Nazlı Sal,24.06.2024
Çalışma hayatınızın sonlarına yaklaştınız ve emekli olmak istiyorsunuz. Alacağınız ikramiye ile önemli bir ihtiyacınızı karşılayacaksınız ya da bundan sonra çalışmanıza gerek kalmadan geçinebileceğinizi düşünüyorsunuz. Peki, emekli olmadan vefat etmeniz durumunda ikramiyenizi miras bırakamadığınızı biliyor musunuz?
Emeklilik ikramiyesi, emeklilik talebinde bulunan memura, çalışma hayatındaki yıpranması karşılığında bir defaya mahsus toplu halde yapılan ödeme anlamına geliyor. Ancak memurun emekli olmadan vefat etmesi halinde kimi koşullara bağlı olarak emekli ikramiyesi kendi çocukları yerine başka akrabalarına ödenebiliyor.
Kocaeli Üniversitesi Hukuk Fakültesi İdare Hukuku Anabilim Dalı Arş. Gör. Zuhal Yağcı, 5434 sayılı yasanın 89’uncu maddesindeki düzenlemeye göre memurun emekli ikramiyesini almadan vefat etmesi durumunda, geride kalanlara ikramiye ödenebilmesi için dul ve yetim aylığı almalarında engel durumun olmaması gerektiğini ifade ediyor. Bu kişilere ödenecek ikramiye tutarı, dul ve yetim aylığı almalarına ilişkin hisseleri oranında belirleniyor. Yani memur görev esnasında ansızın bir kalp krizi geçirdi ve vefat ettiyse, geride kalan eş ve çocuklarına dul ve yetim aylığı bağlanma oranlarına göre emekli ikramiyesi ödeniyor. Emekliliği hak etmekle birlikte emeklilik için başvurmadan vefat eden memurun eşi, anne ve babası hayatta değilse, kızı evliyse ve oğlu da 25 yaşından büyükse emekli ikramiyesi kızı ve oğluna değil de alt soydan diğer akrabalarına ödeniyor.

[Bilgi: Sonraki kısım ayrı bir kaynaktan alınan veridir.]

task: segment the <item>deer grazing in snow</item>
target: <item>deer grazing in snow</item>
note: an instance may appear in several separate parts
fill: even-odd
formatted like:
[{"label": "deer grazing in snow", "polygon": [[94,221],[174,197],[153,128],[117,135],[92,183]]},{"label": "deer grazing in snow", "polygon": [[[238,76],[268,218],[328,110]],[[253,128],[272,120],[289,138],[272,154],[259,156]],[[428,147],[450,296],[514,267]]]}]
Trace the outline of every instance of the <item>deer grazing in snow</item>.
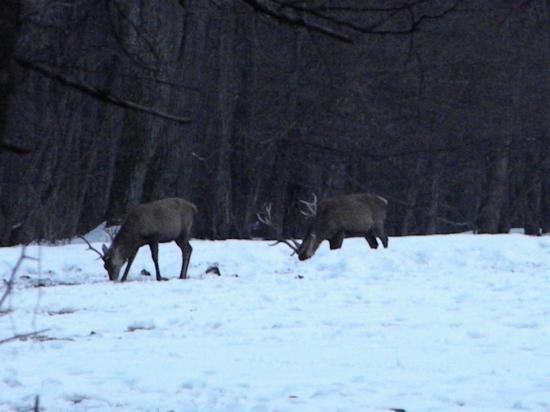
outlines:
[{"label": "deer grazing in snow", "polygon": [[[372,249],[378,247],[378,237],[385,248],[388,237],[384,232],[384,220],[388,201],[372,193],[356,193],[323,199],[317,204],[317,196],[307,202],[300,200],[307,208],[302,214],[313,218],[306,230],[301,244],[294,240],[283,239],[277,232],[277,242],[289,246],[300,260],[306,260],[315,254],[323,240],[328,240],[331,249],[340,249],[344,238],[364,237]],[[263,213],[258,213],[258,220],[272,228],[271,205]],[[293,253],[293,254],[294,254]]]},{"label": "deer grazing in snow", "polygon": [[160,275],[158,245],[175,241],[182,254],[180,279],[186,279],[193,251],[189,238],[196,213],[197,207],[193,203],[180,198],[143,203],[128,213],[111,246],[107,248],[103,245],[103,253],[93,248],[84,237],[81,239],[103,259],[104,267],[112,281],[118,280],[120,269],[125,262],[128,262],[124,275],[120,279],[121,282],[128,277],[137,251],[143,245],[149,245],[151,249],[157,280],[167,280]]}]

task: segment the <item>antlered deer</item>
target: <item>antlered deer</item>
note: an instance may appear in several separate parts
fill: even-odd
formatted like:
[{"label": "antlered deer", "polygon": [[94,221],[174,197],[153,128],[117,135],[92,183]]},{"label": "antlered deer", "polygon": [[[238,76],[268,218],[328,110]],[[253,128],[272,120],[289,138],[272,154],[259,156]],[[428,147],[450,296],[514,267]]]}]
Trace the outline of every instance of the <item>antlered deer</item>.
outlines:
[{"label": "antlered deer", "polygon": [[[282,239],[277,243],[285,243],[300,260],[312,257],[323,240],[328,240],[331,249],[342,247],[344,238],[365,237],[372,249],[378,247],[378,237],[385,248],[388,247],[388,237],[384,232],[384,220],[388,201],[382,196],[372,193],[356,193],[323,199],[317,205],[317,197],[313,195],[312,202],[301,200],[308,211],[302,213],[313,218],[301,244]],[[264,224],[273,227],[270,205],[264,215],[258,215]]]},{"label": "antlered deer", "polygon": [[149,245],[151,249],[157,280],[167,280],[160,275],[158,244],[175,241],[182,252],[180,279],[185,279],[193,251],[189,238],[196,213],[197,207],[193,203],[180,198],[143,203],[128,213],[111,246],[107,248],[103,245],[103,253],[94,249],[86,239],[82,239],[101,256],[110,280],[118,280],[120,269],[124,262],[128,262],[121,282],[128,277],[137,251],[143,245]]}]

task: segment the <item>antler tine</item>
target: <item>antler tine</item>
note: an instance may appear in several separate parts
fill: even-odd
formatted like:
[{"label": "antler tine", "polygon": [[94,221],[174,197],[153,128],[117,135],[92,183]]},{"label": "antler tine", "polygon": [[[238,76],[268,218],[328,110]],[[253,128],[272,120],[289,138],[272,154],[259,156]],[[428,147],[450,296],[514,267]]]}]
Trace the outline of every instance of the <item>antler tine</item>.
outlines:
[{"label": "antler tine", "polygon": [[101,259],[104,259],[105,258],[105,255],[103,253],[101,253],[99,250],[97,250],[95,247],[93,247],[91,245],[90,242],[88,242],[88,239],[86,239],[84,236],[78,236],[80,239],[82,239],[84,242],[86,242],[86,244],[88,245],[88,249],[90,249],[91,251],[97,253],[99,255],[99,257]]},{"label": "antler tine", "polygon": [[256,213],[256,217],[264,225],[271,227],[275,231],[275,234],[277,235],[277,241],[275,243],[270,244],[270,246],[275,246],[275,245],[278,245],[279,243],[284,243],[285,245],[287,245],[289,248],[292,249],[292,255],[290,256],[293,256],[294,254],[298,253],[300,244],[296,242],[294,239],[291,239],[290,242],[292,243],[290,243],[288,240],[283,239],[283,235],[281,231],[277,229],[273,224],[273,220],[271,218],[271,207],[272,207],[271,203],[265,204],[264,210],[262,211],[262,213]]},{"label": "antler tine", "polygon": [[300,203],[303,203],[307,210],[300,210],[300,213],[307,217],[313,217],[317,214],[317,195],[312,193],[313,200],[308,202],[307,200],[300,200]]},{"label": "antler tine", "polygon": [[288,240],[281,239],[281,240],[277,240],[275,243],[270,244],[269,246],[275,246],[275,245],[278,245],[279,243],[284,243],[285,245],[287,245],[289,248],[292,249],[292,254],[290,256],[294,256],[296,253],[298,253],[299,244],[295,240],[292,240],[292,243],[294,243],[294,245],[292,245]]}]

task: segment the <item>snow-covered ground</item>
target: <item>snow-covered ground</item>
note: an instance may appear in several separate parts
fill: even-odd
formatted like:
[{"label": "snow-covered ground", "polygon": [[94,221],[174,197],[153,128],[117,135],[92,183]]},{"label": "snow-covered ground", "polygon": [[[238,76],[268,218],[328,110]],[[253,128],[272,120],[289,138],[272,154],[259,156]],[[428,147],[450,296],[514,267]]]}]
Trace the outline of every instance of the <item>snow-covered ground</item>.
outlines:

Kocaeli Üniversitesi Çalışma Ekonomisi ve Endüstri İlişkileri Bölümünde konuk öğretim elemanı olarak birkaç dönem görev yapan Dr. Avukat Murat Özveri, memurun emekli olmadan vefat etmesi halinde 25 yaşını geçmiş oğlunun borçlardan sorumlu olmasına karşın emekli ikramiyesinden pay alamadığını, bunun da eşitlik ilkesine aykırı olduğunu söylüyor. Emekli olmadan vefat eden bir işçinin çocukları arasında kız-erkek ayrımı yapılmaksızın eşit paylar alabildiğini kaydeden Özveri, memur ve işçi emekliliğiyle ilgili bu düzenlemede de eşitsizlik olduğunun altını çiziyor.

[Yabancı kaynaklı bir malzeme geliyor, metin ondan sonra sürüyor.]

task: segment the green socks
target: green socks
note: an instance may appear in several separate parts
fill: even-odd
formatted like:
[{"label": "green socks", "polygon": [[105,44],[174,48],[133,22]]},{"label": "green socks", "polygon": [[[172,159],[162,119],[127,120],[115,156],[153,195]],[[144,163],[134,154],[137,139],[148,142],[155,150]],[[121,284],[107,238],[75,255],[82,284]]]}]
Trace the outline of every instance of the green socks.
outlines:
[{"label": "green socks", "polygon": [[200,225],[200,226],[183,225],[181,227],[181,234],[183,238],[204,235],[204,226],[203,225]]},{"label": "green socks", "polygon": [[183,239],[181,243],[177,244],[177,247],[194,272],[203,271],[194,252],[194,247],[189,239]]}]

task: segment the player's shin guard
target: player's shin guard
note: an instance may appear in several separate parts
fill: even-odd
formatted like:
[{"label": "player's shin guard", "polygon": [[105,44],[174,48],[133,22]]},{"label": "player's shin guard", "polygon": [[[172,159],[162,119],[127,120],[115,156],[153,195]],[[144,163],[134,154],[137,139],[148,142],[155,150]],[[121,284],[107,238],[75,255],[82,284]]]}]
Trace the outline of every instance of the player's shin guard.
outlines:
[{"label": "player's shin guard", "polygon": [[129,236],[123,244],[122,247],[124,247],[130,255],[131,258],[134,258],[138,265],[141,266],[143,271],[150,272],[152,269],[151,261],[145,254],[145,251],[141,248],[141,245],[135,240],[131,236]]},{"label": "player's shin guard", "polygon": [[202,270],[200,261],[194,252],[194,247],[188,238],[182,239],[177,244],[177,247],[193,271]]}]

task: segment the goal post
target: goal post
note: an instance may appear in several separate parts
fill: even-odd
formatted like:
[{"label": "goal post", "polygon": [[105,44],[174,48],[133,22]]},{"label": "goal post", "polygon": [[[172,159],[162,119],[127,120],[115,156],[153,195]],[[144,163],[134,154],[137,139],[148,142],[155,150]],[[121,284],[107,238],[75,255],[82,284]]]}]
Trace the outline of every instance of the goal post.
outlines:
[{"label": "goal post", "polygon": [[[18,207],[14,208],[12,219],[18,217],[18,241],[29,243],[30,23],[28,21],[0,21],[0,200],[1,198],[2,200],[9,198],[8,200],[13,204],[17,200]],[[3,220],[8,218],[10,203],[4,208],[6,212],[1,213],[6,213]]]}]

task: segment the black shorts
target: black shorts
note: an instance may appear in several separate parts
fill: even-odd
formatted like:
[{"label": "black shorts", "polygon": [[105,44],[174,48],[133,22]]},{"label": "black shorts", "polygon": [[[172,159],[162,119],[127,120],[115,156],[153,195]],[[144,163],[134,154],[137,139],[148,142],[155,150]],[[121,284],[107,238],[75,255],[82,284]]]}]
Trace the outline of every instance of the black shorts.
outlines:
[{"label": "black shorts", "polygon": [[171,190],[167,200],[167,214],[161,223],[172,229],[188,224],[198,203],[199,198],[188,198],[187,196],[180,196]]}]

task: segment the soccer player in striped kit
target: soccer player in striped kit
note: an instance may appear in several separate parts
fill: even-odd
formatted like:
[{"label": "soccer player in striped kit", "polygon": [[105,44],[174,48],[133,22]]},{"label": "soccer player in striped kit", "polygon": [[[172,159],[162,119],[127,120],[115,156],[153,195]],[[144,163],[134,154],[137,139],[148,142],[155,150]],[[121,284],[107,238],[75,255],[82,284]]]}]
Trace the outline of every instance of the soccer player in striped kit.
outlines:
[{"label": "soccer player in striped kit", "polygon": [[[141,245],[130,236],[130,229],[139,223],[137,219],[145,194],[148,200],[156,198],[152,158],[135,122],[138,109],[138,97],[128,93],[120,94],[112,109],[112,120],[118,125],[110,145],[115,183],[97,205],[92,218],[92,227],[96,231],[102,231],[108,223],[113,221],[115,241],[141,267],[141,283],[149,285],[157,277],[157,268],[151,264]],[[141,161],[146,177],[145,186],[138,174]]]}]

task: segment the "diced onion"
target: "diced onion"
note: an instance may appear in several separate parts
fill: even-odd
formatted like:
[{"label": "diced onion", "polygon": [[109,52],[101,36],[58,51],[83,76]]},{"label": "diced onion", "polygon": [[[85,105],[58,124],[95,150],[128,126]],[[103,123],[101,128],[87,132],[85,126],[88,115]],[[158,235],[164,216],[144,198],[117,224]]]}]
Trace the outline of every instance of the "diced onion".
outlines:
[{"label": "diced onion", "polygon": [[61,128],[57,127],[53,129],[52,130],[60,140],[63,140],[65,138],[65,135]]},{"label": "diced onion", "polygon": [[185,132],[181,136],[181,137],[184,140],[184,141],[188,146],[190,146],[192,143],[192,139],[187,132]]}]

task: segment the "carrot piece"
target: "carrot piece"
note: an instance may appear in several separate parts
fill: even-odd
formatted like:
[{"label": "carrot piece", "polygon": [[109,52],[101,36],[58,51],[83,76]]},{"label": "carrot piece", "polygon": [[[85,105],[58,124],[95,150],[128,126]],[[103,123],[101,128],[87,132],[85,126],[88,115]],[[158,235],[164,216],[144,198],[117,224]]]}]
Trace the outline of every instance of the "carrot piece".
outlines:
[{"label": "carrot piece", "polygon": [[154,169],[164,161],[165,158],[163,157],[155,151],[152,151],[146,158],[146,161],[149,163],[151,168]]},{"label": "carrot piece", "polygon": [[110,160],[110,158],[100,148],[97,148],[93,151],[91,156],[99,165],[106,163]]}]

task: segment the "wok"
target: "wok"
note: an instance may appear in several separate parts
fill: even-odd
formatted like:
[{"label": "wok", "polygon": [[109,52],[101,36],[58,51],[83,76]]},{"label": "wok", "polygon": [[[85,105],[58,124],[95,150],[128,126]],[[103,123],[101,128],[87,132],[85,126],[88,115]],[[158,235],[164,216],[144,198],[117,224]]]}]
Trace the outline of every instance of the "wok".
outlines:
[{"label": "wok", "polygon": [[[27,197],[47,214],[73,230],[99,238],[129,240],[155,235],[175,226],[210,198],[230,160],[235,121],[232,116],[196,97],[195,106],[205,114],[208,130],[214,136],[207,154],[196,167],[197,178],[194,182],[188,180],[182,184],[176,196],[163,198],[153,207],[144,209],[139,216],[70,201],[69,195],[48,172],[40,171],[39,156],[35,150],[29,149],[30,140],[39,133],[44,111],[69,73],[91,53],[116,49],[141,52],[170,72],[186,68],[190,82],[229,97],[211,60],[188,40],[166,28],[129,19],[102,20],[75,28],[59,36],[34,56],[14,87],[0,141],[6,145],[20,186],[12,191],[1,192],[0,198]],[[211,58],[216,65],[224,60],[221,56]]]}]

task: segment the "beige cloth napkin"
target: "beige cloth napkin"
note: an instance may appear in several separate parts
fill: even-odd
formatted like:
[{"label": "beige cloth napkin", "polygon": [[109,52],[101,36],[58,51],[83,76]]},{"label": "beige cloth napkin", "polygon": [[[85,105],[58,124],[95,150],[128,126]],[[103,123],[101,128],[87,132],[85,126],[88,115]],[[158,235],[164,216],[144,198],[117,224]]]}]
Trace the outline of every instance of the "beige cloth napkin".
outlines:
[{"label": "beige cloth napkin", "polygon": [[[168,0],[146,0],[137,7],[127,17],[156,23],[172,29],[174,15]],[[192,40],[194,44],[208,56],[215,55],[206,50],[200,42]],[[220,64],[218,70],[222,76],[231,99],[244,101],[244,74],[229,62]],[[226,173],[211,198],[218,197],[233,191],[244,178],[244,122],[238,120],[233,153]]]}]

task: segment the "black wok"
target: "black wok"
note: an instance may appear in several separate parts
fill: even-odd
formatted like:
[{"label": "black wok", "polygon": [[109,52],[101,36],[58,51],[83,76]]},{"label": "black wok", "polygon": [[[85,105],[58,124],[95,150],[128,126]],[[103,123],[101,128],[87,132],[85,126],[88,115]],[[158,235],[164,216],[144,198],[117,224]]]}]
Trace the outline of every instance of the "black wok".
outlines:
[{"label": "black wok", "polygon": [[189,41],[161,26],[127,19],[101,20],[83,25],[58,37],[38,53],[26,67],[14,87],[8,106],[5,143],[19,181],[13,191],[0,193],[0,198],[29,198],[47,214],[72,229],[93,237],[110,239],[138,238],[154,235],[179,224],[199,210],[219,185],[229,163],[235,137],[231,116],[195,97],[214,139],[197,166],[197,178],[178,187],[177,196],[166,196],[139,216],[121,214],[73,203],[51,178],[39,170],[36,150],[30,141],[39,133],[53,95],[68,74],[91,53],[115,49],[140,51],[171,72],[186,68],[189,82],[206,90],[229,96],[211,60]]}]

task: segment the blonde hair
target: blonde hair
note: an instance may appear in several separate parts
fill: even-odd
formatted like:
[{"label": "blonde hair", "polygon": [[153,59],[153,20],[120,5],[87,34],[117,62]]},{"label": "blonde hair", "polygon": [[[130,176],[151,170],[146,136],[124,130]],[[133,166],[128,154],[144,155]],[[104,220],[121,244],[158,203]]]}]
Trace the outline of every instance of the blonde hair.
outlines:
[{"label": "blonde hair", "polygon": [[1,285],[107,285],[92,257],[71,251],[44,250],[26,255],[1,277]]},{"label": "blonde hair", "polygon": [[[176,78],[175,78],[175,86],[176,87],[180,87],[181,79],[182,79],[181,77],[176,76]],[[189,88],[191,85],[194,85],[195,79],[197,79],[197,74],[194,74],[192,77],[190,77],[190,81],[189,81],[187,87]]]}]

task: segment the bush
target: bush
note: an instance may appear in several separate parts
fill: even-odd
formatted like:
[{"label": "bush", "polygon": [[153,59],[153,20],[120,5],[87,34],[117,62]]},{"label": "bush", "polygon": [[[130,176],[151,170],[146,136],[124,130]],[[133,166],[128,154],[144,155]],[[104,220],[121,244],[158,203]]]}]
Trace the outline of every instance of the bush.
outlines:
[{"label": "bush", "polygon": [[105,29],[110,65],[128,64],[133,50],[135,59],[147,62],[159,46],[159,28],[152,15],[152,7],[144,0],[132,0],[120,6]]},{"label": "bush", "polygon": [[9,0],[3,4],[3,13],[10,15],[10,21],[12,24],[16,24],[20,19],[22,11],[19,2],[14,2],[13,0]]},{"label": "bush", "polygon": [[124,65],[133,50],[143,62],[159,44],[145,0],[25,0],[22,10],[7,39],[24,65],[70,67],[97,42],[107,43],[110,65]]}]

Memurun emekli olmadan vefatı halinde emeklilik ikramiyesinin kime ne şekilde ödeneceği 5434 sayılı Türkiye Cumhuriyeti Emekli Sandığı Kanunu’nun 89. Maddesinde yer alıyor. İlgili maddeye göre memurun emeklilik işlemlerini başlattıktan sonra vefat etmesi ile henüz emeklilik için hiç işlem yapmadan vefat etmesi emeklilik ikramiyesinden kimin nasıl yararlanacağı konusunda farklılıklara yol açıyor. Eğer memur emeklilik işlemlerini başlatmış ve işlemler belli bir düzeye kadar gelmişse emeklilik ikramiyesi miras olarak kabul ediliyor, eş ve çocukları miras hukukuna göre paylarını alıyor. Ancak aksi durumda 25 yaşını geçmiş erkek çocuğu ile evli olan kız çocuğu memurun emekli ikramiyesinden pay alamıyor. Dr. Özveri bu konuda biri kız diğeri erkek ikiz çocukları olan bir memurun durumunu örnek vererek eşitsizliği vurguluyor:
“Siz öyle bir zamanlama yapmalısınız ki adil bir şekilde mirasçılarınızın emekli ikramiyesini paylaşabilmesi için emekli ikramiyesi tahakkuku yapılmadan ölmemelisiniz. Emekli ikramiyesi tahakkuku yapıldıktan yapılmadan önce ölürseniz mirasçılarınız, sizin ikiz çocuklarınız bile olsa birisi hiç yararlanamayabilir. Oğlunuz 25 yaşını geçmişse hiç pay alamazken kız çocuğu yaş sınırı olmadığı için sınırsız bir şekilde yararlanacak. Daha ilginç yanı bu sizin kızınız yoksa ve oğlunuz da 25 yaşını geçmişse kuzenleriniz sizin emekli ikramiyenizi alabilecekken oğlunuz bundan yoksun kalacak.”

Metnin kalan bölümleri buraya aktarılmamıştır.